幸福の「資本論」/橘玲

 

  あの橘さんが「幸福」を正面から論じます。 あの橘さんが「幸福」を正面から論じます。
 いつもの橘さんだと目を背けたくなるような“現実”を圧倒的な情報量と論理展開で直視せざるを得ないようにされる印象があるのですが、この本は橘さんにしては明るいトーンで淡々と、でもいつものように「ロジカル」に幸福を語られます。

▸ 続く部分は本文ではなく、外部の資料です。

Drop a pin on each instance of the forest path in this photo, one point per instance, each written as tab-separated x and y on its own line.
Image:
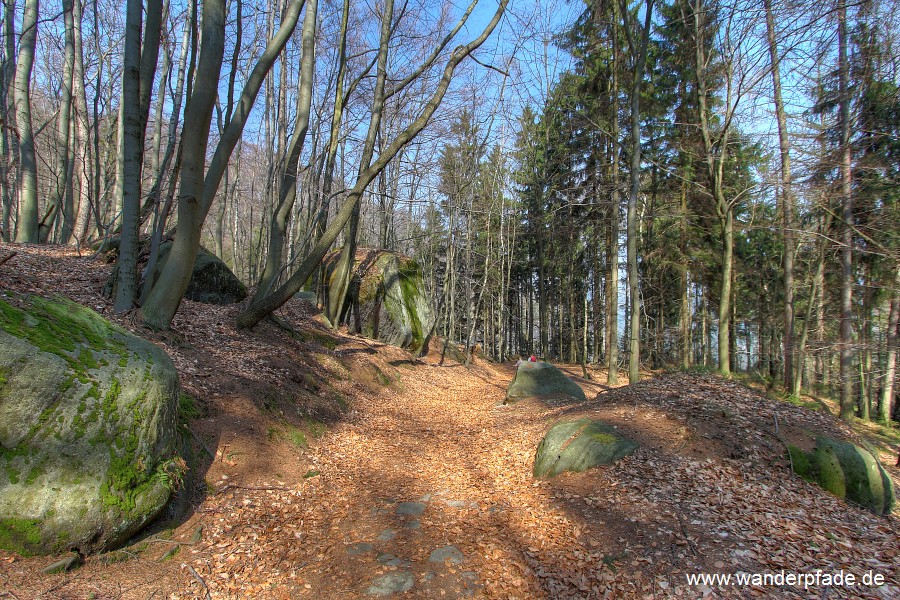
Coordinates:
422	487
426	489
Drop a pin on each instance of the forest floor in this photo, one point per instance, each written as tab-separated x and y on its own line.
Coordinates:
339	467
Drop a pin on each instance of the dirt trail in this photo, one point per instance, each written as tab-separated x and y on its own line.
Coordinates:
422	488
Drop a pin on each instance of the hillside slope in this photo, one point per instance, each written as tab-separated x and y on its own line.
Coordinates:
421	485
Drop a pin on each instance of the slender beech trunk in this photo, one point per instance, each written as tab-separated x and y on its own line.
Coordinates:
339	280
885	400
640	60
28	205
139	70
63	128
258	310
197	192
715	151
8	148
787	204
612	282
287	189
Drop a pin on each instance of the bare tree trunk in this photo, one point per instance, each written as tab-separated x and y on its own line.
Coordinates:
612	285
339	280
886	399
287	190
28	205
8	147
787	204
197	192
63	127
847	400
138	72
257	311
166	294
640	60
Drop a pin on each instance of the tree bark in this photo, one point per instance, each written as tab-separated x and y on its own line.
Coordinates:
197	192
886	399
258	310
287	190
846	254
63	126
166	294
640	60
28	205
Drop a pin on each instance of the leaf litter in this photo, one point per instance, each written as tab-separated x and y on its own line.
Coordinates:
709	490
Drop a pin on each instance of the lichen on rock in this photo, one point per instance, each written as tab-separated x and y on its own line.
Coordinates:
387	295
540	379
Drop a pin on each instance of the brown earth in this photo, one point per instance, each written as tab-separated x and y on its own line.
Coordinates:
418	457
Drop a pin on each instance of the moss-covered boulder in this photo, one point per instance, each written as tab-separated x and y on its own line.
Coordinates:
387	293
537	379
578	446
87	429
212	282
847	471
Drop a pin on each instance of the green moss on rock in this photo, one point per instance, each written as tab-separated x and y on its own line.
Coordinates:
110	399
847	471
579	445
19	535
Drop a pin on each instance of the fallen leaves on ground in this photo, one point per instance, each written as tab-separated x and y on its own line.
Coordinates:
708	491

 この本での「幸福」の定義づけということで、3つの要素として、
  1.自由

  2.自己実現

  3.共同体=絆

を挙げられていて、それに必要な「資本」として、
  1.金融資産

  2.人的資本

  3.社会資本
を挙げられて、それぞれの「資本」について詳しく紹介されます。

 この3つが揃った「スーパー・ハッピー」という状況が理想ではあるのですが、それぞれの「資本」が並び立たない状況が多いので、基本的にはあり得ないということで、如何にして各資本の多く手にしていくかということですが、結局人間というのは「社会的」存在なので社会資本をそれなりに持っていれば、それなりにシアワセに思えるということのようです。
 ただ、その社会的な位置づけをどう取るかということについて、近年かなり多様化してきているということもあり、自分なりの「幸せ」を考えるのにいいキッカケとなる本なのかもしれません。